Spüren Sie noch mehr Druck, weil Olympia viel schlechter lief als erhofft?
Söderholm: "Überhaupt nicht. Was hat Olympia mit diesem Turnier zu tun? Null."
Bei der WM in Riga im vergangenen Jahr hat das Team nur knapp eine Medaille verpasst. Wäre es vermessen, vom zweiten Halbfinale nacheinander zu träumen?
Söderholm: "Träumen kannst du jeden Tag, wenn du willst, und sollte man wahrscheinlich auch. Aber lass uns erst den ersten Punkt im ersten Spiel gewinnen und dann schauen wir weiter. Kaltschnäuzig, bodenständig, hart - so müssen wir arbeiten, damit wir uns in eine Position bringen, dass wir erfolgreich sein können. Mehr interessiert mich nicht."
Wie lautet die genaue WM-Zielsetzung?
Söderholm: "Die haben wir noch nicht gemacht."
Wie sehr sind Sie enttäuscht, dass sich offenbar nicht alle Nationalspieler für diese WM aufraffen können?
Söderholm: "Es gibt mehrere Gründe.
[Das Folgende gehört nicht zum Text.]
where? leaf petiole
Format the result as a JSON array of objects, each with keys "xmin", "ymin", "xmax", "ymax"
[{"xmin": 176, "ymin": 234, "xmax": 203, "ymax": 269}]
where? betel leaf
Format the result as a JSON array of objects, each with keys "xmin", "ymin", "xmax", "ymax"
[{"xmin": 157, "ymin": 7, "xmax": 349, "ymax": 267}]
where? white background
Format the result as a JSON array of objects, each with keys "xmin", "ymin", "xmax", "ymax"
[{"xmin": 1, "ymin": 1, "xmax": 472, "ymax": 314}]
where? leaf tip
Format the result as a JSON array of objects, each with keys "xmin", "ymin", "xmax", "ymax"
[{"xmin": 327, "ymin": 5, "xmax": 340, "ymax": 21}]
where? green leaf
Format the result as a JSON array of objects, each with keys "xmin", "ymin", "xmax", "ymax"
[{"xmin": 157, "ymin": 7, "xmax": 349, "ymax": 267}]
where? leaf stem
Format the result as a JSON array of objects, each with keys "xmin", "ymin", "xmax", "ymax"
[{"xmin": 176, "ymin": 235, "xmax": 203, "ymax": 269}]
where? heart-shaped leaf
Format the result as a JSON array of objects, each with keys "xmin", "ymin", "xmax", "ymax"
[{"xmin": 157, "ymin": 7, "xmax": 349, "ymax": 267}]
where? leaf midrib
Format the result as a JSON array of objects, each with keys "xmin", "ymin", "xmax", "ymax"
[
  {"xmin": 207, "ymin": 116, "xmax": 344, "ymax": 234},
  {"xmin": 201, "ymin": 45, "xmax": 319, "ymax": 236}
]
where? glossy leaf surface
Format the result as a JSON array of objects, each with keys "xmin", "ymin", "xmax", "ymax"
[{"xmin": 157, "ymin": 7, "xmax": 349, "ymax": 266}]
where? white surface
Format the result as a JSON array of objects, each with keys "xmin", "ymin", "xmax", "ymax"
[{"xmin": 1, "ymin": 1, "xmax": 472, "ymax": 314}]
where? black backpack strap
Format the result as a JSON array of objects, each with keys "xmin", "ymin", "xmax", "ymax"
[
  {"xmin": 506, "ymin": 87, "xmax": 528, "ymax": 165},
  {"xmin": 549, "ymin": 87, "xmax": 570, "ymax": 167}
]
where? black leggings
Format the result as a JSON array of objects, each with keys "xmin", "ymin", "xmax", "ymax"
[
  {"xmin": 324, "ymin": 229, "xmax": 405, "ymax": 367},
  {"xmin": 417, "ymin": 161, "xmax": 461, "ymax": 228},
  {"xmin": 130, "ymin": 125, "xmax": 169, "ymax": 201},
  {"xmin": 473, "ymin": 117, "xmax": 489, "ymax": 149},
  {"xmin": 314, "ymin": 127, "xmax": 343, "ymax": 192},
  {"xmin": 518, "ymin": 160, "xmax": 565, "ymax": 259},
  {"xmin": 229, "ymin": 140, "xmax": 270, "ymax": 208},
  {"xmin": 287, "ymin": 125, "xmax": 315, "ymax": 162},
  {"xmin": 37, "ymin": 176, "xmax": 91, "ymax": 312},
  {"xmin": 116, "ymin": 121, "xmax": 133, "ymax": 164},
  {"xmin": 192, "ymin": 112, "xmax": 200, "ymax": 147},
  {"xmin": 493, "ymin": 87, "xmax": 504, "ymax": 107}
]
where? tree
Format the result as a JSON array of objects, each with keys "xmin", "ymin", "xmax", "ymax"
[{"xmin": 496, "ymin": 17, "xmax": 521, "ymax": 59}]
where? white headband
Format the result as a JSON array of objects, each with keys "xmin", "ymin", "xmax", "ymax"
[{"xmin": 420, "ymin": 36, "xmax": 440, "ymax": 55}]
Wenn ein Spieler verletzt ist, dann ist er verletzt. Wenn ein Spieler keine Energie hat, dann hat er keine Energie. Wenn ein Spieler sich so fühlt, dass er der Mannschaft nicht helfen kann, dann hilft er der Mannschaft auch nicht und dann nehmen wir den nächsten. Da gibt es für mich nichts zu diskutieren. Einige sind verletzt, das ist für die Spieler dann auch eine Enttäuschung, wenn sie nicht dabei sein können."
NHL-Torhüter Philipp Grubauer dürfte die Rolle der Nummer eins übernehmen. Wie sehen Sie seine Rolle im Team?
Söderholm: "Er ist sehr wichtig. Philipp hat auch einen sehr guten Charakter. Er bringt auch sehr viel Selbstvertrauen mit. Er bringt ein Gefühl mit, was das Selbstvertrauen der ganzen Mannschaft stärkt. Technikmäßig ist er sehr stark. Schlittschuhtechnisch ist er sehr stark. Sein Positionsspiel ist sehr stark."
Mathias Niederberger gehört neben Grubauer zum WM-Aufgebot. Inwiefern könnte die Situation problematisch werden, wenn der beste DEL-Torwart auf der Bank sitzt?
Söderholm: "Das ist eine normale Situation bei einer Weltmeisterschaft. Normalerweise hast du deine drei besten Torhüter im Kader und einer kann immer nur spielen. Wir haben das natürlich im Vorfeld geklärt. Ich vertraue den Jungs, die kommen sehr gut miteinander und mit der Situation klar."
Verteidiger Moritz Seider hat eine sehr starke erste NHL-Saison gespielt. Wo sehen Sie die Grenzen in seiner Entwicklung?
Söderholm: "Gibt es welche? Ich glaube nicht."
Moritz Seider vermittelte in der Vergangenheit stets großes Selbstvertrauen. Wie wichtig ist seine Rolle im Team?
Söderholm: "Wichtig. Ich glaube, er hat eine sehr gute Balance zwischen dem, wann es ernst sein muss und wann die Zeit ist, Spaß zu haben. Wenn er dann seine Schlittschuhe anzieht und aufs Eis geht, dann ist es volles Business."
Welche Last kann NHL-Stürmer Tim Stützle in der Offensive trotz seines jungen Alters bereits übernehmen?
Söderholm: "Er kann sicher vieles übernehmen. Wichtig ist für uns, im Team die Mentalität zu haben, dass jemand Tore schießen kann. Tim hat sehr viel offensives Potenzial, ist technisch begabt und reagiert sehr schnell. Außerdem sind sein Auge und seine Kreativität in der Offensive auf einem sehr hohen Level."
Wer ist Ihr Titelfavorit?
Söderholm: Ich glaube, an den Finnen muss man irgendwann vorbei. Ich glaube, Kanada wird eine starke Mannschaft haben. Und es wird interessant zu sehen, was die Tschechen mit Kari Jalonen als neuem Trainer machen.
Zur Person: Toni Söderholm (44) wurde Ende 2018 überraschend Nachfolger von Marco Sturm. Der Ex-Profi war damals Trainer beim Drittligisten SC Riessersee. Bis zu den Winterspielen war eher mit seinem Abschied vom Deutschen Eishockey-Bund nach dieser WM in Helsinki und Tampere gerechnet worden. Ende März verlängerte Söderholm bis 2026.